Ekonomisi daha çok bankacılık, ticaret ve turizme dayanan Lübnan’da “zengin” çok. Özellikle Beyrut’ta dünyanın bütün ünlü ve lüks markalarını görmek mümkün. Bankacılık faaliyetleri sadece Lübnanlılar için değil elbette. Ortadoğu ve dünyanın birçok yerinden bir şekilde elde edilen paraların adreslerinden biri de Lübnan. Bu da ülke ekonomisine katkı sağlıyor. Ülke dışında çok sayıda Lübnanlı var ve bunlar dünyanın hemen her yerinde ticari faaliyetler yürütüyorlar. Bu faaliyetlerin sonucunda elde edilen paranın bir kısmı Lübnan’a dönüyor.

Özellikle Arapçanın yanı sıra İngilizce tabelalar sıkça görülüyor. Hatta reklamlar ya da kampanyaları bile Fransızca - İngilizce görebilirsiniz. Yabancı sayısının yüksek olmasının da etkisi var ama Lübnanlılar da bu dile alışık.

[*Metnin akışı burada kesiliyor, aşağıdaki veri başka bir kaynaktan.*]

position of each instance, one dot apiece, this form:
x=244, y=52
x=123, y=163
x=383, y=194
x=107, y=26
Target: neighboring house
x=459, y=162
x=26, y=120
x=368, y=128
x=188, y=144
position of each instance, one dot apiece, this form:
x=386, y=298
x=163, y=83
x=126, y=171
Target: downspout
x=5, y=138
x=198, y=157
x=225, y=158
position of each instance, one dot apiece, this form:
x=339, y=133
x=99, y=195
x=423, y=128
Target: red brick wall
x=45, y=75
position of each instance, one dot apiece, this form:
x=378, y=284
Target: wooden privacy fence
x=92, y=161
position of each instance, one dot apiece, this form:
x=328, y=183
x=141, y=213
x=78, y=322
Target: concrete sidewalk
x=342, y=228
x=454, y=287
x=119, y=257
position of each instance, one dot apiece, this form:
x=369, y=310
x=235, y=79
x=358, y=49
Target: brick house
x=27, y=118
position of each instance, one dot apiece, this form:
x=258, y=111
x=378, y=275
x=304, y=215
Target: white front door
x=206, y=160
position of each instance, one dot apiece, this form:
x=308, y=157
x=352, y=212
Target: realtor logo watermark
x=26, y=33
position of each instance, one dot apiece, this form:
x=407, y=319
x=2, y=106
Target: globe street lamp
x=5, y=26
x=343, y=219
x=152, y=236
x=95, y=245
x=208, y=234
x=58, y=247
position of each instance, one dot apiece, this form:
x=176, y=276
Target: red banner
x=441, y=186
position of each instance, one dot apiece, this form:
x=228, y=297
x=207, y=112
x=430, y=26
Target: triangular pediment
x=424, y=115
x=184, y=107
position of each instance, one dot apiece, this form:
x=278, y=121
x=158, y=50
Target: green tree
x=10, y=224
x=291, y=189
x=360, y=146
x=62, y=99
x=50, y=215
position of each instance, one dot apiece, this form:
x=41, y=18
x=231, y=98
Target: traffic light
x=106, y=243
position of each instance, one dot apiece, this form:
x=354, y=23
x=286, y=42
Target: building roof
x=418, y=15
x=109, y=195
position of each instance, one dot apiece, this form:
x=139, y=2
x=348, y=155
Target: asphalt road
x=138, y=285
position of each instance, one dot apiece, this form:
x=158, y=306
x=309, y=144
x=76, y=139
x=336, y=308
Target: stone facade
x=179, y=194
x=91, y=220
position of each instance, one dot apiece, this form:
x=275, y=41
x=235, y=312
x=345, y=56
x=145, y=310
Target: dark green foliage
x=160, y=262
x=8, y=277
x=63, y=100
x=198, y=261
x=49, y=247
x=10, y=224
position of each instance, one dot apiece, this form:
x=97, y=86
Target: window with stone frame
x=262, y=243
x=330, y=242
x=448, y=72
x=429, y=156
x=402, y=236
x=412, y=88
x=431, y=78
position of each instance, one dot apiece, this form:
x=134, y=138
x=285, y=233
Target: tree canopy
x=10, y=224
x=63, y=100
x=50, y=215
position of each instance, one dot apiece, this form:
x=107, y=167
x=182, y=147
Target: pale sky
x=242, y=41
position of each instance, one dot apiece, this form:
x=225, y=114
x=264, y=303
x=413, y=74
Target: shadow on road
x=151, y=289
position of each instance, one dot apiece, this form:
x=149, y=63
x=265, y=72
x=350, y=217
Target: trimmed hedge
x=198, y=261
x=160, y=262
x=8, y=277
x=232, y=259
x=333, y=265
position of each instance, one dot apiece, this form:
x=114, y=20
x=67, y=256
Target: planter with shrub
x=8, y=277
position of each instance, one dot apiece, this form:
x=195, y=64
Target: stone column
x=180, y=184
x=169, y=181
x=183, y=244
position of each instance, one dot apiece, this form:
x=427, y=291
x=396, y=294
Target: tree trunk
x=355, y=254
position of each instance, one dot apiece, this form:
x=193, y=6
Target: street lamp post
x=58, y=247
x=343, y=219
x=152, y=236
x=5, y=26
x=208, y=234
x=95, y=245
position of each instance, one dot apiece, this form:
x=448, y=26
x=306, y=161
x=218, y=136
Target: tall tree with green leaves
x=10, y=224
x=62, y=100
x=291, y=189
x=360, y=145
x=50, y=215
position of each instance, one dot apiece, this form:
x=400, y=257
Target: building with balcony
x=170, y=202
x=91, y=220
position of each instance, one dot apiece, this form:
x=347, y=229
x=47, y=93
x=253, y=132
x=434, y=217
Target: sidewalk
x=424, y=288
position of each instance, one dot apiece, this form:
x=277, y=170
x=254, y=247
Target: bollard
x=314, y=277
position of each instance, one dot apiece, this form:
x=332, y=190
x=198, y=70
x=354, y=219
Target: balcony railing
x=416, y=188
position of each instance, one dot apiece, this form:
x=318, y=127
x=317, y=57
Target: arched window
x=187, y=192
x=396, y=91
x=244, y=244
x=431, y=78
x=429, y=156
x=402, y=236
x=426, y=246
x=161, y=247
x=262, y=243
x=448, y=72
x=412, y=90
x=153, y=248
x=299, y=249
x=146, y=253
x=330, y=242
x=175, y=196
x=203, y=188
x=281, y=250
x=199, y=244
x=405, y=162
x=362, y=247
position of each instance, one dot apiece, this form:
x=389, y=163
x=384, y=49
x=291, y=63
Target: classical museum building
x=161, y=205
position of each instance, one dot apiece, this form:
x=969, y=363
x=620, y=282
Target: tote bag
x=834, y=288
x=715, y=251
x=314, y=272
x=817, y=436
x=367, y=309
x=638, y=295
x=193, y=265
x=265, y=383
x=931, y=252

Beyrut başta olmak üzere bir kesim ise zaten Arapça – İngilizce karışımı bir dil kullanıyor. Arapça cümlelerin içinde ünlem kelimeleri ya da fiillerin İngilizce kullanılması çok da şaşırtıcı değil. Televizyonlardaki magazin programlarında bunun örnekleri daha çok görülüyor.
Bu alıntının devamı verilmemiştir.